Proof The main idea of the proof is that a change to an f field in a node x propagates only to ancestors of x in the tree. That is, changing f[x] may require f[p[x]] to be updated, but nothing else; updating f[p[x]] may require f[p[p[x]]] to be updated, but nothing else; and so on up the tree. When f[root[T]] is updated, no other node depends on the new value, so the process terminates. Since the height of a red-black tree is O(lg n), changing an f field in a node costs O(lg n) time in updating nodes dependent on the change.

Insertion of a node x into T consists of two phases. (See Section 13.3.) During the first phase, x is inserted as a child of an existing node p[x]. The value for f[x] can be computed in O(1) time since, by supposition, it depends only on information in the other fields of x itself and the information in x's children, but x's children are both the sentinel nil[T]. Once f[x] is computed, the change propagates up the tree. Thus, the total time for the first phase of insertion is O(lg n). During the second phase, the only structural changes to the tree come from rotations. Since only two nodes change in a rotation, the total time for updating the f fields is O(lg n) per rotation. Since the number of rotations during insertion is at most two, the total time for insertion is O(lg n).
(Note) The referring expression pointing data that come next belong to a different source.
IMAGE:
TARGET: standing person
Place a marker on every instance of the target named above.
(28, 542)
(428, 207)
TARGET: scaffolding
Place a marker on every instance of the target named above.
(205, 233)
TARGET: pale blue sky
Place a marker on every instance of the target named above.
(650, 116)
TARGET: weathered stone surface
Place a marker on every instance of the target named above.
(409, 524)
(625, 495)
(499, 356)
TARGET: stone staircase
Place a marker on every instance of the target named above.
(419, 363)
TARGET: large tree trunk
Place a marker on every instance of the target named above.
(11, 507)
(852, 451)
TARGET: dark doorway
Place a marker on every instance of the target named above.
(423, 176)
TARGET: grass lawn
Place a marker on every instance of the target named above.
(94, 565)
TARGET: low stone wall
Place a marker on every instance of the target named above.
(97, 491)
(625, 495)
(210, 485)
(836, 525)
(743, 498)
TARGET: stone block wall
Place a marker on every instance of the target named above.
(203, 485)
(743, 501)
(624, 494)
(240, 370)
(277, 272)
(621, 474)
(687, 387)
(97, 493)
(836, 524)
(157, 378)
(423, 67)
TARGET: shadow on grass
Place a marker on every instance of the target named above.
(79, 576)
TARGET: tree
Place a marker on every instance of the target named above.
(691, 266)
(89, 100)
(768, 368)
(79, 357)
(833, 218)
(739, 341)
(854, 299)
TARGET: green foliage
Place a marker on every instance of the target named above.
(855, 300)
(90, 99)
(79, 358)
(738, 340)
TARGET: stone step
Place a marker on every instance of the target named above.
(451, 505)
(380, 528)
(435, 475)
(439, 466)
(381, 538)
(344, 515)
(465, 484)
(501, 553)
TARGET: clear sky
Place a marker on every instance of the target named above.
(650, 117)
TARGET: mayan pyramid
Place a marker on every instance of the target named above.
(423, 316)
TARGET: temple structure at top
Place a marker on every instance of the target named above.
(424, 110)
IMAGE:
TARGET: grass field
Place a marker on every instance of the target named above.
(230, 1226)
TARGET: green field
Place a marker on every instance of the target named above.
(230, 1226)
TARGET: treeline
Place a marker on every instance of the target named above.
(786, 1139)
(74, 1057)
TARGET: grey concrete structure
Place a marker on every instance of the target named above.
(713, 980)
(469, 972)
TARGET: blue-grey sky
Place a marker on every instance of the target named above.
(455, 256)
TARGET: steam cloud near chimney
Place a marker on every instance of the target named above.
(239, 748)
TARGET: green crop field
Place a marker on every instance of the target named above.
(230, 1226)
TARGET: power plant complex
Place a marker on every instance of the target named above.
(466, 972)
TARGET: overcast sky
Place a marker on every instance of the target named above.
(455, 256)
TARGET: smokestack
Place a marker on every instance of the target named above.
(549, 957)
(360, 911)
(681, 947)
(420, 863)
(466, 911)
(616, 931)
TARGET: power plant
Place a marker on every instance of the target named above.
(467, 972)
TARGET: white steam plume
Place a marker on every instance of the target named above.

Like insertion, deletion has two phases. (See Section 13.4.) In the first phase, changes to the tree occur if the deleted node is replaced by its successor, and when either the deleted node or its successor is spliced out. Propagating the updates to f caused by these changes costs at most O(lg n) since the changes modify the tree locally. Fixing up the red-black tree during the second phase requires at most three rotations, and each rotation requires at most O(lg n) time to propagate the updates to f . Thus, like insertion, the total time for deletion is O(lg n).

In many cases, such as maintenance of the size fields in order-statistic trees, the cost of updating after a rotation is O(1), rather than the O(lg n) derived in the proof of Theorem 14.1. Exercise 14.2-4 gives an example.

Exercises 14.2-1

Show how the dynamic-set queries MINIMUM, MAXIMUM, SUCCESSOR, and PREDECESSOR can each be supported in O(1) worst-case time on an augmented order-statistic tree. The asymptotic performance of other operations on order-statistic trees should not be affected. (Hint: Add pointers to nodes.)

Exercises 14.2-2

Can the black-heights of nodes in a red-black tree be maintained as fields in the nodes of the tree without affecting the asymptotic performance of any of the red-black tree operations? Show how, or argue why not.

Exercises 14.2-3

Can the depths of nodes in a red-black tree be efficiently maintained as fields in the nodes of the tree? Show how, or argue why not.

Exercises 14.2-4: ⋆

Let ⊗ be an associative binary operator, and let a be a field maintained in each node of a red-black tree. Suppose that we want to include in each node x an additional field f such that f[x] = a[x₁] ⊗ a[x₂] ⊗ ··· ⊗ a[x_m], where x₁, x₂,..., x_m is the inorder listing of nodes in the subtree rooted at x. Show that the f fields can be properly updated in O(1) time after a rotation. Modify your argument slightly to show that the size fields in order-statistic trees can be maintained in O(1) time per rotation.

Exercises 14.2-5: ⋆

We wish to augment red-black trees with an operation RB-ENUMERATE(x, a, b) that outputs all the keys k such that a ≤ k ≤ b in a red-black tree rooted at x. Describe how RB-ENUMERATE can be implemented in Θ(m +lg n) time, where m is the number of keys that are output and n is the number of internal nodes in the tree. (Hint: There is no need to add new fields to the red-black tree.)